Et d’ajouter : "On ne peut pas s'accommoder de mouvement apocalyptiques comme l'EIIL (EI) et les États-Unis ne regrettent pas d'employer leur armée dans le cadre d'une large coalition", a-t-il fait valoir.

À la tribune de l’ONU, le chef d’État américain a par ailleurs accusé Bachar al-Assad d'être un "tyran" qui "massacre des enfants innocents". Dans une référence implicite à la position de Vladimir Poutine, il a dénoncé la logique consistant à soutenir "des tyrans comme Bachar al-Assad" sous prétexte que l'alternative "serait pire". La rencontre entre les deux dirigeants, prévue en fin d'après-midi en marge de l'Assemblée générale de l'ONU, s'annonce tendue.
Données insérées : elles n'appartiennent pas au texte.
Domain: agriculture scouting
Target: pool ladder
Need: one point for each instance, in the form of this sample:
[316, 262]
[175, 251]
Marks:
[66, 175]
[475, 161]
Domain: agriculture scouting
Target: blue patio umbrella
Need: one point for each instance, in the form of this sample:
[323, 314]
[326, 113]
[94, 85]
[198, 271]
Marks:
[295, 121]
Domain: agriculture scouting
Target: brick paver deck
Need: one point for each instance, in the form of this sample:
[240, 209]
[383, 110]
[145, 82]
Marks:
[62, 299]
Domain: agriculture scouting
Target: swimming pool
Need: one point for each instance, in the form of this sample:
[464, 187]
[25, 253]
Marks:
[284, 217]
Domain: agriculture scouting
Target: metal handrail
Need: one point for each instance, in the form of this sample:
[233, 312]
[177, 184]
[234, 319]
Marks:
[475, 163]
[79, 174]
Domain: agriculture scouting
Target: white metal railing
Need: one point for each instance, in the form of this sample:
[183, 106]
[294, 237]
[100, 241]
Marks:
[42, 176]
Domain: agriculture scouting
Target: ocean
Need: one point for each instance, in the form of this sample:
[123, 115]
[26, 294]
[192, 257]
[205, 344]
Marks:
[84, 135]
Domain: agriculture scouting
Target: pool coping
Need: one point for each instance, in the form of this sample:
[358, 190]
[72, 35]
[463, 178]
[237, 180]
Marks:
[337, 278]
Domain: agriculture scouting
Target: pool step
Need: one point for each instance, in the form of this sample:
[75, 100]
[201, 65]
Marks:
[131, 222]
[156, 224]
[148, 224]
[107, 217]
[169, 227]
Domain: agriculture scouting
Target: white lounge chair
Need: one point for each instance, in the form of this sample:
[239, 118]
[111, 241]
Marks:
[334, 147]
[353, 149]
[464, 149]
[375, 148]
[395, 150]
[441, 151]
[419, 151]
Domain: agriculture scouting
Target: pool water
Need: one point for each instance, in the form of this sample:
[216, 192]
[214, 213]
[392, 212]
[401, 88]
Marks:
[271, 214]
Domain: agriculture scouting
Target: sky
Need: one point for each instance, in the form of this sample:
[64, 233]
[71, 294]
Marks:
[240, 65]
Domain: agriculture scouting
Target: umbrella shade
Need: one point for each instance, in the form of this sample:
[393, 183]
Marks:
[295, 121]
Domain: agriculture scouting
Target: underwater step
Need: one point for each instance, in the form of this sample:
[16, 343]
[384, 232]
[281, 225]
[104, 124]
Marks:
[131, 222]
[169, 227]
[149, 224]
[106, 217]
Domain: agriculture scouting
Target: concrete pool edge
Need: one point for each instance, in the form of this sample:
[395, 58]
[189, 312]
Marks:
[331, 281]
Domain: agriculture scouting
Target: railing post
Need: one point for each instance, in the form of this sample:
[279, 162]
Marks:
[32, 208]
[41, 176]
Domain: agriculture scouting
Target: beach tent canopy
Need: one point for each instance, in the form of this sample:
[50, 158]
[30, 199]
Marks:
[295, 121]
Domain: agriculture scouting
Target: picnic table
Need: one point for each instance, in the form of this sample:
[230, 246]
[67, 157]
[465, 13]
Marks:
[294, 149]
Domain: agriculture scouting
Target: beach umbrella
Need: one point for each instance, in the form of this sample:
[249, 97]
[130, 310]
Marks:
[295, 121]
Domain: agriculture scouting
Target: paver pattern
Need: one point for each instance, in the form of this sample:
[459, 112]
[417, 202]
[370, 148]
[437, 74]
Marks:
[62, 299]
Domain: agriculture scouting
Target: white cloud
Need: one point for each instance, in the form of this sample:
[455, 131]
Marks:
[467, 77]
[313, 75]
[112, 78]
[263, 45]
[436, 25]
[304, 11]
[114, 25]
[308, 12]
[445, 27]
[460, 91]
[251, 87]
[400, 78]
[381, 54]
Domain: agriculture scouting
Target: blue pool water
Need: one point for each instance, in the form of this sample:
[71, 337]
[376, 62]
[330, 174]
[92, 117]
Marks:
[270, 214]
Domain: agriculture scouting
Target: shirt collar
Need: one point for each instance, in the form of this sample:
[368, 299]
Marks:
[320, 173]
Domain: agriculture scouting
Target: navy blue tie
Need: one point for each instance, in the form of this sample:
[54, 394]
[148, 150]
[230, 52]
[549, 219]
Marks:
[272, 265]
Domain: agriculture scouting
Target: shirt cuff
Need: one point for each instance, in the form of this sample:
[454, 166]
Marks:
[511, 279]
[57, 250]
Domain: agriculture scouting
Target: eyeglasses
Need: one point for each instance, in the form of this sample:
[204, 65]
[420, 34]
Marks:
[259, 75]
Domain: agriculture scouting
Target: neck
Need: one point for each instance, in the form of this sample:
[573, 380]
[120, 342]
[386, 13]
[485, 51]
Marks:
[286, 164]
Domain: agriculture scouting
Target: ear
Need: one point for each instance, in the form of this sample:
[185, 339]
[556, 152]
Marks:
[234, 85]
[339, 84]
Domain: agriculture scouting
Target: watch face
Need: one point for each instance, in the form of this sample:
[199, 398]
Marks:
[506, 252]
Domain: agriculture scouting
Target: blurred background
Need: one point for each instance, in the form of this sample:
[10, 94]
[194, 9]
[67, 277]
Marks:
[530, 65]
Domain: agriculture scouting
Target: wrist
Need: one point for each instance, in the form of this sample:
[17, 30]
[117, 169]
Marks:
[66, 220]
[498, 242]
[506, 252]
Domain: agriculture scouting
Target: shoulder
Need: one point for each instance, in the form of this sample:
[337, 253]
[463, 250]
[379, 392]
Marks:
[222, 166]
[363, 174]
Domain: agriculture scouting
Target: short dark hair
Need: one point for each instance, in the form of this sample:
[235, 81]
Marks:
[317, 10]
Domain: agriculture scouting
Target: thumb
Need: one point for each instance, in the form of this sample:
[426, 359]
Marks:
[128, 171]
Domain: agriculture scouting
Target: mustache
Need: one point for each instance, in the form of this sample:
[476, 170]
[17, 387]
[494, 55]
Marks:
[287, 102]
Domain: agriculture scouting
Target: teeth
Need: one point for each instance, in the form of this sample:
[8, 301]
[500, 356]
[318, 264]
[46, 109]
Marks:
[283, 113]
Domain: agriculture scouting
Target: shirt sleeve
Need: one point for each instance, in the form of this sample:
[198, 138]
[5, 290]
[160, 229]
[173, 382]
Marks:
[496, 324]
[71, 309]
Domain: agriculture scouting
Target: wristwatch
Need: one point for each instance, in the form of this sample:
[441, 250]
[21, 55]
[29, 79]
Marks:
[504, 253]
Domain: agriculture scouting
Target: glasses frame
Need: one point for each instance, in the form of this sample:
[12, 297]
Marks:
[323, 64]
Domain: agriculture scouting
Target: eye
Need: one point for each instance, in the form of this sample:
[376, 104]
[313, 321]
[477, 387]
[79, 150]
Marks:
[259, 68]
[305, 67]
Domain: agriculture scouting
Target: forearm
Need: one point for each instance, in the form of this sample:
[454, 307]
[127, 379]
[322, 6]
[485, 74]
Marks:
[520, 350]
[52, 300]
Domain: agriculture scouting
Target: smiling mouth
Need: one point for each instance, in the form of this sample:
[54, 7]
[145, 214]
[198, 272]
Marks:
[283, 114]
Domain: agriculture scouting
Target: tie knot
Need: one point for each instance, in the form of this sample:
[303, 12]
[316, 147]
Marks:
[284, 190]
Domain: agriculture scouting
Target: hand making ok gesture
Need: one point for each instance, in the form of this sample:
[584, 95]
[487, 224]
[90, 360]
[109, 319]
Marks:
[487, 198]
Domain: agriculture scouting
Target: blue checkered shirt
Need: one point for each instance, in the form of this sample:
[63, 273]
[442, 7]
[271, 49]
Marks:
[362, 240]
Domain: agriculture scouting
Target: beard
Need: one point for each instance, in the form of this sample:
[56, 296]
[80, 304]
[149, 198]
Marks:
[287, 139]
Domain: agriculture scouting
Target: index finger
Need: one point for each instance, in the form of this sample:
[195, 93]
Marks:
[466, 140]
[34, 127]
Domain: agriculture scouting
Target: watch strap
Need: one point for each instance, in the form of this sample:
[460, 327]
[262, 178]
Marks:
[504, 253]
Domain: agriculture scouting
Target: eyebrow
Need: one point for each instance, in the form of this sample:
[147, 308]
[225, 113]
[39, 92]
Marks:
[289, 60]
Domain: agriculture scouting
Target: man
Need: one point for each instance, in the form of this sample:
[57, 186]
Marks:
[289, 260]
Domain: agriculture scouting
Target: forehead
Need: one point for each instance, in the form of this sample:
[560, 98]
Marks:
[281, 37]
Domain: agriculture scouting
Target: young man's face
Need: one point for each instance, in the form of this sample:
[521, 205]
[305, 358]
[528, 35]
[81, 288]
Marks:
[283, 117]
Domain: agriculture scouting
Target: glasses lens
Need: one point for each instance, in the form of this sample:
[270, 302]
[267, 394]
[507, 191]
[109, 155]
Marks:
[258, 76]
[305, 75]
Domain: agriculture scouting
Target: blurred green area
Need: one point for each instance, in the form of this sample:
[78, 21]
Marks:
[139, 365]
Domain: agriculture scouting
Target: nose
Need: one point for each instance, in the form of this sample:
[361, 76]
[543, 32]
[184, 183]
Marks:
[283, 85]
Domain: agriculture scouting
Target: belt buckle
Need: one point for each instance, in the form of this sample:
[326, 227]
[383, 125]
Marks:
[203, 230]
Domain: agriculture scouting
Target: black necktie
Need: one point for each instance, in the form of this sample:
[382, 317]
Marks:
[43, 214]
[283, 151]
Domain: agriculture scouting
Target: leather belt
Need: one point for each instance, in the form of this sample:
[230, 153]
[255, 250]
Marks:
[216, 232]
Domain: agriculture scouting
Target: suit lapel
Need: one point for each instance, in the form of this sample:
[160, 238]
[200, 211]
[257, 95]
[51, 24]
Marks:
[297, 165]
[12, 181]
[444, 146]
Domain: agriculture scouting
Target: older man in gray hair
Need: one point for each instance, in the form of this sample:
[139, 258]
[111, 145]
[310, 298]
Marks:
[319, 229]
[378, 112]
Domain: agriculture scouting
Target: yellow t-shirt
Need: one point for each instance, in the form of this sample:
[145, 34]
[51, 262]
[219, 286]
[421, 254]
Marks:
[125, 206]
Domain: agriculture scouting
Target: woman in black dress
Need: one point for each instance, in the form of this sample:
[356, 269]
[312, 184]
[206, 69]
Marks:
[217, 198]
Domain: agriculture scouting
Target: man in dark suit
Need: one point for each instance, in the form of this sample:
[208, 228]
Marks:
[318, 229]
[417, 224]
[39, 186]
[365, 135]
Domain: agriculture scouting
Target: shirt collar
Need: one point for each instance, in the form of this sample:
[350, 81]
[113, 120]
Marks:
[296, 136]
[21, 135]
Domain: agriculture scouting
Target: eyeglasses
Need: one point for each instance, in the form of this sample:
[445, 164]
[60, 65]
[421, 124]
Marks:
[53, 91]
Même son de cloche côté français qui n'a pas changé de position sur le règlement du dossier syrien. "On ne peut pas faire travailler ensemble les victimes et le bourreau", a affirmé le président François Hollande, excluant ainsi Bachar al-Assad d'une solution politique du conflit.

Il a accusé le président syrien d'être responsable du chaos en Syrie, autant que l'EI, deux acteurs de la "tragédie produite par l'alliance du terrorisme et de la dictature", pour laquelle il ne peut y avoir de "pardon, d'amnistie".